Donc, on a déjà des offres qu’on pourrait modifier pour qu’ils soient créditables, pour bénéficier aux gens qui sont déjà immédiatement aux Territoires du Nord-Ouest, qui étudient peut-être au Collège Aurora, mais qui voudraient faire des cours de français en option chez nous pour les faire transférer ou des cours de tłıcho ou peut-être des étudiants qui sont dans le Sud, mais qui viennent de partir un été ici. Peut-être que pendant l’été, s’ils sont en train de travailler, ils pourraient faire un cours avec nous qui serait transféré.
Donc, je pense qu’on va commencer par voir ce qu’on peut adapter […] puis développer dans les axes dans lesquels on est déjà actifs… des programmes bien à nous.
ARU : Comme on a rejoint l’Université de l’Arctique aussi, il y a des programmes auxquels on a accès. On va voir dans ces programmes-là qui sont déjà existants, mais qu’on peut adapter, qui sont en plus développés par d’autres universités du Nord et de l’Arctique. Je pense que là aussi il y a un gros potentiel à aller chercher.
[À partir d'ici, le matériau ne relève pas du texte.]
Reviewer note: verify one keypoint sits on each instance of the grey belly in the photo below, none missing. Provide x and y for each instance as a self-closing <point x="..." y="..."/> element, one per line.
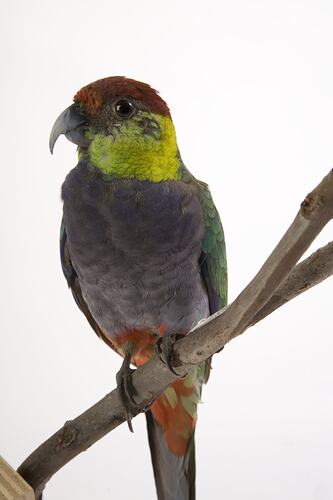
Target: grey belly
<point x="135" y="247"/>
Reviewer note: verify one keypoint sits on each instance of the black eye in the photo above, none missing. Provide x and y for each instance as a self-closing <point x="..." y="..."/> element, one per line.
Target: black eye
<point x="124" y="108"/>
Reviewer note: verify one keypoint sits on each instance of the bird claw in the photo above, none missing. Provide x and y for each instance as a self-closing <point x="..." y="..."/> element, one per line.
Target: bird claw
<point x="164" y="350"/>
<point x="127" y="389"/>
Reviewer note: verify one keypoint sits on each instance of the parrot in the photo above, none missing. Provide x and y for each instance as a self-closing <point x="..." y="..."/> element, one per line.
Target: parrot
<point x="143" y="251"/>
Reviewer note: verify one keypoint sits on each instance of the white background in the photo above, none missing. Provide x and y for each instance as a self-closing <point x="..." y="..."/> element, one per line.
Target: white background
<point x="250" y="86"/>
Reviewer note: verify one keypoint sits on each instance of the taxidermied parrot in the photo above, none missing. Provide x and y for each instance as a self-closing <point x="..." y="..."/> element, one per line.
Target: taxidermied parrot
<point x="142" y="249"/>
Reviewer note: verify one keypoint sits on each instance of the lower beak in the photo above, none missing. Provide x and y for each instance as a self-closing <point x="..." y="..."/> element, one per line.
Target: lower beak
<point x="70" y="124"/>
PA : Les cours que nous allons développer vont être reconnus par l’Université de l’Arctique, donc il y a des gens qui sont dans d’autres pays : au Danemark ou en Écosse ou en Finlande, qui pourraient suivre des cours du Collège nordique.
M t : Ça ouvre donc la voie à plus de reconnaissance sur les langues autochtones?
ARU : Tout à fait.
PA : Exactement. Ça nous donne beaucoup de visibilité, beaucoup de crédibilité, puis ça nous permet de renforcer la qualité du travail d’équité, mais aussi de renforcer nos actions en ayant cet appui-là.